Na filmografia de M. Night Shyamalan podemos distinguir dois períodos estilísticos principais, intercalados por um outro conjunto de filmes, de transição, menos coeso. Primeiro, o tempo das grandes fábulas fantásticas a uma escala familiar – filmes de fé e filmes de morte, filmes sobre o oculto e sobre o mundo terreno que o engloba. E após uma fase de experimentação, mais solta, no seguimento do insucesso comercial e crítico do belíssimo Lady In The Water – onde encontramos o estranho The Last Airbender e o injustamente desprezado After Earth –, um segundo período, mais precisamente a partir de Glass (2019). Shyamalan enveredou por um cinema “de simulação”, de pequenas representações teatrais, hitchcockianas, onde o realizador é marionetista, que dispõe e desfruta das suas personagens em torno de pequenos jogos perigosos, mais ou menos específicos, de cinema – Old sendo aqui, é evidente, o exemplo perfeito. Shyamalan terá atingido, plenamente, a fase mais puramente conceptual do seu trabalho.
Com Knock at the Cabin de 2023, esse seu estilo tardio parece ter sofrido novo, ainda que ligeiro, desvio, que se reflete também no mais recente Trap. Os dois últimos filmes de Shyamalan, embora terrivelmente distintos entre si, parecem encontrar-se na mesma recusa da ideia corrente dos seus primeiros sucessos, que o identificava como mestre da “reviravolta final” do enredo (vulgo plot twist). Ambos funcionam como ensaios em torno da projeção do espectador numa obra, a sua expectativa e entrega, e da resposta assumida pelo objeto em si. O espectador é então confrontado com uma imagem/informação clara (poderíamos dizer precisa), e ser-lhe-á proposto tratar ou “ver” essa imagem de uma forma que sabemos, inevitavelmente, comprometida. Tratam-se de dois filmes singulares sobre crença, mas de uma forma distinta daquela que enchia a tela em Signs. Obras abstractas em torno do que assumimos nós a partir das imagens de um filme – será o seu “real” algo em que simplesmente queremos acreditar?

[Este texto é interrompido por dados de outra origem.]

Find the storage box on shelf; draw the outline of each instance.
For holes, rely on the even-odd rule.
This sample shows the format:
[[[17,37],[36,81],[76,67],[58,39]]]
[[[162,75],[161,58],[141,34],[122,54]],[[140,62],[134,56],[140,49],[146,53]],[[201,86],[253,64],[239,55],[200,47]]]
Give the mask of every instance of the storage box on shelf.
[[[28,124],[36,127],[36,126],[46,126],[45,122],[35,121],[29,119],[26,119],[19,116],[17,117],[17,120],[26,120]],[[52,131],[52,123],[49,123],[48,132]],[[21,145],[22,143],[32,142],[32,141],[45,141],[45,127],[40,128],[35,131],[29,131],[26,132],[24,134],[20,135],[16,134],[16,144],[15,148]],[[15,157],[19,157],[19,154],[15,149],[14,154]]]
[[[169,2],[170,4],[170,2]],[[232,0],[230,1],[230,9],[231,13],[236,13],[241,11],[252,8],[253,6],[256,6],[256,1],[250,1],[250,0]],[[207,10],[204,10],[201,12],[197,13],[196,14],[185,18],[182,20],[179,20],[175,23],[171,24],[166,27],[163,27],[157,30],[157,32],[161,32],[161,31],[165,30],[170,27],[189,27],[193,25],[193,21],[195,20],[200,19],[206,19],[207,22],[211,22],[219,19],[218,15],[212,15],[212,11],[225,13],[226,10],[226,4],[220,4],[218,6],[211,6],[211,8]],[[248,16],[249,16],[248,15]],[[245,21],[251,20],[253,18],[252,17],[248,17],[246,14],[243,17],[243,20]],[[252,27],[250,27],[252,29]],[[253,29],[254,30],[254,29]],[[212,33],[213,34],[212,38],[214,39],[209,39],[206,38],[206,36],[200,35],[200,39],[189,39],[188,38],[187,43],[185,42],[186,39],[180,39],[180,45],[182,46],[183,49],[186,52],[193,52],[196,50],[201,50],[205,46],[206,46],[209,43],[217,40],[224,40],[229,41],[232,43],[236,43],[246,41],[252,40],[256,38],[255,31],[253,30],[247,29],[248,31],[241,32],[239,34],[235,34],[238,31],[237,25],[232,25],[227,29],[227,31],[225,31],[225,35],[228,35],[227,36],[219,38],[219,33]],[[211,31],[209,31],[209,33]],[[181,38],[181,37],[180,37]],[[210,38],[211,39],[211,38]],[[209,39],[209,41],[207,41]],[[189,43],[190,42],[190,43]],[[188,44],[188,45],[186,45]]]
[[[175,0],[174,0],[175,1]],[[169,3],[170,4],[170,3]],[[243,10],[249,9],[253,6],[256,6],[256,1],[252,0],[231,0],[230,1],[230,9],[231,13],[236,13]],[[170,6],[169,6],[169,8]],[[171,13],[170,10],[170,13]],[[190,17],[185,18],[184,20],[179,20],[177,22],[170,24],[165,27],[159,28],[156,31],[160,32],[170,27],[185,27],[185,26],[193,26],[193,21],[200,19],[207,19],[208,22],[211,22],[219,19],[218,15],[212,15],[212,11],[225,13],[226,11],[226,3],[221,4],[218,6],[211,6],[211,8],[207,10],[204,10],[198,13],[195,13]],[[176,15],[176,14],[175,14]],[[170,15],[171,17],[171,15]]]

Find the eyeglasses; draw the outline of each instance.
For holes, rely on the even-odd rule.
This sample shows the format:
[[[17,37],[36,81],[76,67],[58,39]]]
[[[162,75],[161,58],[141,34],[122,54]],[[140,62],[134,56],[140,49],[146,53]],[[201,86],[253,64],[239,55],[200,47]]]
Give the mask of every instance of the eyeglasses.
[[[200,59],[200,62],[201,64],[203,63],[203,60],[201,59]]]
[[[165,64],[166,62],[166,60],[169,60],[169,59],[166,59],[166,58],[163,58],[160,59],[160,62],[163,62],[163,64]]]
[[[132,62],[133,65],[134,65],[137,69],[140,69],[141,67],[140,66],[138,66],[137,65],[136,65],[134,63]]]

Um cruel divertissement, Trap será, definitivamente, um filme sobre (ou sob) o efeito de uma imagem. Como em Knock at the Cabin, não recorre a estratagemas e astúcias narrativas mais ambíguas, porque, concretamente, não existe em Trap um “desfoque”, uma cortina de fumo, que impeça ao espectador de compreender com clareza, e desde os primeiros instantes do filme, as bases da história que é encenada. Um concerto pop, uma grande operação policial, e, ao centro, um homem que sabemos ser o assassino procurado. Shyamalan desenvolve, porém, o seu filme a partir de um interessante filtro à percepção do espectador. Josh Hartnett interpreta o criminoso – Cooper Adams, assassino, carinhosamente apelidado pela imprensa de “The Butcher”. A cara bonita do cinema americano dos early-00s será, determinadamente aqui, a figura que preenche o primeiro plano de todo o filme. Seguimo-lo enquanto desfruta de um concerto de Lady Raven (Saleka Shyamalan) com a sua filha de 12 anos, Riley (Ariel Donoghue), e acompanhamo-lo enquanto procura escapar à fantástica armadilha que lhe foi preparada pela polícia.

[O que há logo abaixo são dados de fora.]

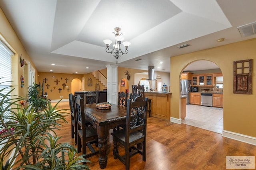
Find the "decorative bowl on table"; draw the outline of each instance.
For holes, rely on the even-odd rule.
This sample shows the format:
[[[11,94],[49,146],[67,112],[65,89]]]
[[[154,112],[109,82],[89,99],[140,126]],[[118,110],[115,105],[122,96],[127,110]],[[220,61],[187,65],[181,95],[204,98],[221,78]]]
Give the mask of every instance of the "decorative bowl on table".
[[[109,103],[99,103],[96,104],[96,107],[101,110],[106,110],[111,108],[112,106]]]

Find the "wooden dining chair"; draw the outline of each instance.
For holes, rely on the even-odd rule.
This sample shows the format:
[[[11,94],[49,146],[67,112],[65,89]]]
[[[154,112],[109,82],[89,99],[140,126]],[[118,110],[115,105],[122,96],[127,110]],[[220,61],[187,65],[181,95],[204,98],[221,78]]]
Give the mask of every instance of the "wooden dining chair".
[[[98,137],[94,128],[92,126],[86,127],[85,125],[84,100],[80,96],[76,96],[75,100],[77,118],[77,151],[78,153],[80,152],[81,148],[82,147],[82,154],[85,155],[84,158],[86,159],[99,153],[98,150],[95,150],[92,145],[95,143],[95,147],[98,147]],[[82,144],[81,141],[82,141]],[[88,147],[91,153],[87,153],[86,147]]]
[[[134,100],[136,97],[141,97],[145,99],[145,94],[144,93],[144,85],[142,86],[132,85],[132,93],[130,94],[129,98]]]
[[[128,93],[124,93],[124,92],[118,93],[118,105],[127,107],[127,100],[128,99]]]
[[[146,102],[140,97],[136,97],[133,102],[129,99],[125,129],[111,133],[114,159],[119,159],[125,165],[126,170],[130,169],[130,157],[137,153],[142,155],[142,160],[146,160],[147,117]],[[142,149],[138,147],[142,143]],[[118,143],[124,147],[124,155],[119,154]]]
[[[98,103],[98,96],[97,92],[89,92],[85,94],[85,104],[90,104],[91,105],[92,103]]]
[[[75,116],[76,114],[75,104],[74,102],[74,96],[72,93],[68,95],[68,101],[69,103],[69,107],[70,109],[71,115],[71,138],[75,138],[75,143],[77,144],[77,127],[76,125],[76,117]]]

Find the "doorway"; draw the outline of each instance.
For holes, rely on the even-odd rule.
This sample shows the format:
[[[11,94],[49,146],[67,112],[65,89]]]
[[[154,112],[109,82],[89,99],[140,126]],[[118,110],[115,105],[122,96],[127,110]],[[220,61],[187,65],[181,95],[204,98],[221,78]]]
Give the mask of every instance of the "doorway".
[[[200,65],[202,66],[200,67]],[[208,69],[206,69],[205,68]],[[191,63],[185,68],[182,72],[190,72],[196,75],[214,73],[222,74],[218,65],[210,61],[204,60],[195,61]],[[209,93],[223,92],[223,88],[220,88],[219,86],[217,88],[216,77],[214,77],[213,81],[214,84],[211,86],[198,86],[198,92],[204,92],[206,90],[208,90]],[[186,117],[182,120],[182,123],[222,134],[223,129],[223,108],[200,105],[187,104]]]
[[[75,94],[75,92],[80,92],[82,90],[82,81],[79,78],[74,78],[71,82],[71,93]]]

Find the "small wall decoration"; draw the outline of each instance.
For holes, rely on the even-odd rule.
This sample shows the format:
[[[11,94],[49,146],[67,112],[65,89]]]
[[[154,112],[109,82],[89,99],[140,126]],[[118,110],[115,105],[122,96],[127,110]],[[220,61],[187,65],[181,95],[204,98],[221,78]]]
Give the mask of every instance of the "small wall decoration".
[[[66,84],[65,84],[65,83],[64,83],[62,84],[62,86],[63,86],[63,90],[65,89],[65,87],[66,86]]]
[[[60,81],[58,80],[58,79],[56,79],[56,80],[54,81],[54,82],[56,82],[56,85],[58,86],[58,83],[60,82]]]
[[[65,80],[66,80],[66,83],[68,83],[68,78],[66,78],[66,79],[65,79]]]
[[[233,93],[252,94],[252,59],[234,62]]]
[[[125,72],[125,74],[124,74],[125,76],[127,76],[127,77],[126,77],[126,79],[128,80],[130,80],[130,74],[130,74],[131,72],[129,72],[129,71],[128,71],[128,70],[125,70],[125,71],[124,72]]]
[[[100,84],[98,83],[96,83],[95,84],[95,90],[100,90]]]
[[[46,79],[46,78],[44,78],[44,80],[44,80],[44,82],[45,83],[46,83],[46,80],[48,80],[48,79]]]
[[[121,86],[125,87],[125,80],[121,80]]]
[[[25,61],[24,61],[24,59],[25,59],[24,58],[23,59],[21,59],[21,55],[20,55],[20,66],[21,67],[22,67],[25,64]]]
[[[92,86],[92,80],[91,78],[88,78],[87,80],[87,86]]]
[[[22,88],[24,86],[24,77],[22,75],[20,76],[20,87]]]

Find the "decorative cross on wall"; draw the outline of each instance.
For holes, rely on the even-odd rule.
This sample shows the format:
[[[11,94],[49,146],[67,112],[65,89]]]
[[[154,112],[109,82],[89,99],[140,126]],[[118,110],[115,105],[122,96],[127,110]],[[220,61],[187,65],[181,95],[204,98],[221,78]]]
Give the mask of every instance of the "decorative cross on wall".
[[[44,80],[44,80],[44,83],[46,83],[46,80],[48,80],[48,79],[46,79],[46,78],[44,78]]]
[[[63,83],[62,84],[62,86],[63,86],[63,90],[65,89],[65,86],[66,86],[66,84],[65,84],[65,83]]]
[[[66,83],[68,83],[68,78],[66,78],[66,79],[65,79],[65,80],[66,80]]]
[[[58,79],[56,79],[56,80],[54,81],[54,82],[56,82],[56,85],[58,86],[58,82],[60,82],[60,81],[58,80]]]

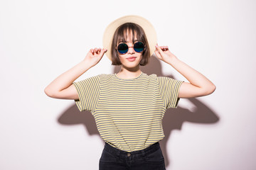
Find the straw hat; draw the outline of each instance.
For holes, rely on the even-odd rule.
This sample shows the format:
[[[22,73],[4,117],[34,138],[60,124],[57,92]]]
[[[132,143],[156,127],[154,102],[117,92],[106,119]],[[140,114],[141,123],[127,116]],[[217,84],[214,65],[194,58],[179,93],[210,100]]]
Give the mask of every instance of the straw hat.
[[[149,42],[150,56],[154,54],[156,44],[156,33],[153,26],[146,19],[139,16],[125,16],[114,20],[105,29],[103,35],[103,47],[107,49],[107,57],[111,60],[111,43],[117,28],[125,23],[134,23],[140,26],[145,32]]]

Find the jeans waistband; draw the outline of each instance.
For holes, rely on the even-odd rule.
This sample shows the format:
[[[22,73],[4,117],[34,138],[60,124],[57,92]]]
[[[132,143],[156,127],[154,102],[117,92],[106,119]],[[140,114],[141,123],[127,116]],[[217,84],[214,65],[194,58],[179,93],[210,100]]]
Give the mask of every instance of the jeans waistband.
[[[115,155],[117,155],[119,157],[130,157],[131,155],[132,155],[134,157],[134,156],[135,157],[140,157],[140,156],[144,157],[145,154],[151,154],[151,153],[156,151],[159,148],[160,148],[159,142],[156,142],[144,149],[138,150],[138,151],[133,151],[133,152],[126,152],[126,151],[122,151],[122,150],[118,149],[117,148],[113,147],[106,142],[104,149],[105,149],[107,152],[108,152],[112,154],[115,154]]]

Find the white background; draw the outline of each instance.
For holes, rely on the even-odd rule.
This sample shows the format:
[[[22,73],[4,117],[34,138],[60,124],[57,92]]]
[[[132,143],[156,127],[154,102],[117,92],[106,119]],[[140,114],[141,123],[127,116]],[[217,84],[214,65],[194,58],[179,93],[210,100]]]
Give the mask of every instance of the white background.
[[[102,47],[111,21],[130,14],[148,19],[159,45],[217,86],[167,110],[166,169],[256,169],[255,7],[253,0],[1,0],[0,169],[98,169],[104,142],[90,113],[43,89]],[[153,57],[143,69],[186,81]],[[78,80],[117,70],[104,57]]]

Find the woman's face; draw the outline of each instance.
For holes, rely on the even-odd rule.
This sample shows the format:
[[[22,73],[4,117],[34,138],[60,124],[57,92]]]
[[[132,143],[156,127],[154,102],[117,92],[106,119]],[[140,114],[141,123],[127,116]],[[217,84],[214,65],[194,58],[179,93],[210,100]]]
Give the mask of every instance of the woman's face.
[[[127,42],[125,42],[128,45],[129,47],[128,52],[124,55],[119,54],[119,60],[121,62],[122,65],[124,67],[129,69],[137,68],[138,67],[139,67],[139,63],[142,59],[142,52],[137,52],[134,51],[133,48],[134,46],[134,42],[132,42],[133,38],[132,36],[127,36],[127,37],[129,38],[127,40]],[[134,43],[137,41],[137,37],[136,35],[134,35]]]

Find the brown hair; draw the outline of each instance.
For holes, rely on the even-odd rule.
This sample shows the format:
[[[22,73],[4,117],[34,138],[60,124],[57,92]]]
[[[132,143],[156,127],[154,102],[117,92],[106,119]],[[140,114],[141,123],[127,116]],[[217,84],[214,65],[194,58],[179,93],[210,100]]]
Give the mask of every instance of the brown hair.
[[[132,33],[132,35],[129,35],[130,33]],[[117,45],[121,42],[126,42],[129,38],[129,35],[132,37],[132,42],[134,43],[135,35],[137,36],[137,40],[142,42],[145,45],[145,49],[142,52],[142,59],[139,64],[144,66],[149,62],[149,59],[150,57],[150,50],[146,34],[143,28],[138,24],[133,23],[126,23],[117,28],[113,36],[111,45],[112,65],[122,64],[119,59],[119,53],[116,48]]]

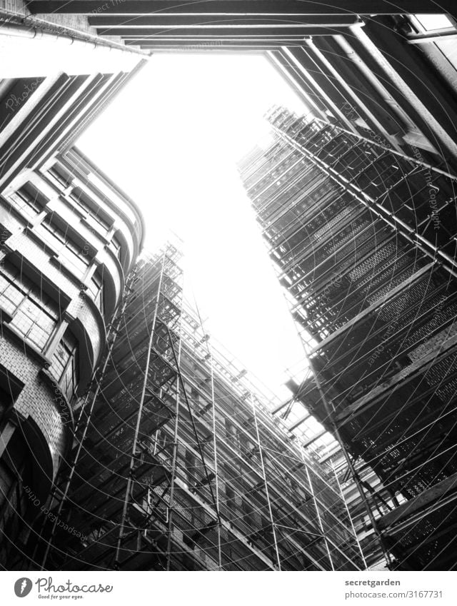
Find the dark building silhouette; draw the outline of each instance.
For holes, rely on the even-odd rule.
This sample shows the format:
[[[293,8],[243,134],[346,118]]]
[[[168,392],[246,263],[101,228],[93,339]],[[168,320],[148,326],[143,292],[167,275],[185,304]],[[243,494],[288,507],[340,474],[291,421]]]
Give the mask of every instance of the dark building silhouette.
[[[0,9],[0,191],[68,149],[146,59]]]
[[[307,335],[313,376],[289,387],[358,461],[392,567],[450,569],[457,178],[328,123],[268,118],[271,146],[240,169]]]
[[[148,52],[263,52],[314,117],[456,168],[453,0],[31,0],[26,11]]]
[[[183,306],[179,258],[168,245],[128,280],[56,493],[59,519],[82,537],[48,520],[51,547],[35,565],[363,569],[331,468],[291,440],[246,370],[213,348]]]
[[[0,196],[0,558],[20,565],[141,246],[136,206],[76,148]]]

Shyamalan parece recorrer a De Palma (a outra influência que assombra o seu Trap – que evoca nomeadamente Snake Eyes) de uma forma peculiarmente subversiva. O recorrente complot onde De Palma faz cair os seus protagonistas, será aqui invertido de um ponto de vista moral. Esse complot existe, claro – a titular “trap”, num dos mais inteligentes recursos de Shyamalan a uma informação clara que o espectador não estará pronto para aceitar. Mas o elemento agressor é aqui o (nosso) protagonista encurralado. O filme estabelece um jogo constante entre a moral de uma narrativa, e a necessária projeção do espectador sobre as imagens do filme. Dado o artifício posto em prática pelo realizador, Trap será o filme onde nos vemos torcer inevitavelmente pelo vilão, apesar deste nos ser claramente apresentado como tal. Pai de família dedicado e atencioso, Cooper/Hartnett não se trata de um “simples” ladrão ou criminoso, mas de alguém que rapta e corta pessoas aos pedaços. O espectador é informado desses crimes, e de um outro ainda em curso. Mas Shyamalan obstrui todas essas informações/imagens potencialmente mais concretas, pela imagem romântica do rosto de Hartnett. Invertido, o jogo de Trap é-nos exposto desde os seus primeiros instantes e, ao invés da narrativa, será aqui o seu inteligente dispositivo cinematográfico o verdadeiro motor dos “olhos” do espectador. Shyamalan conta-nos efectivamente (quase) tudo, e deixa-nos a esperar que a trama (ou o cinema?) nos salve, refutando tudo aquilo que já sabemos ser verdade.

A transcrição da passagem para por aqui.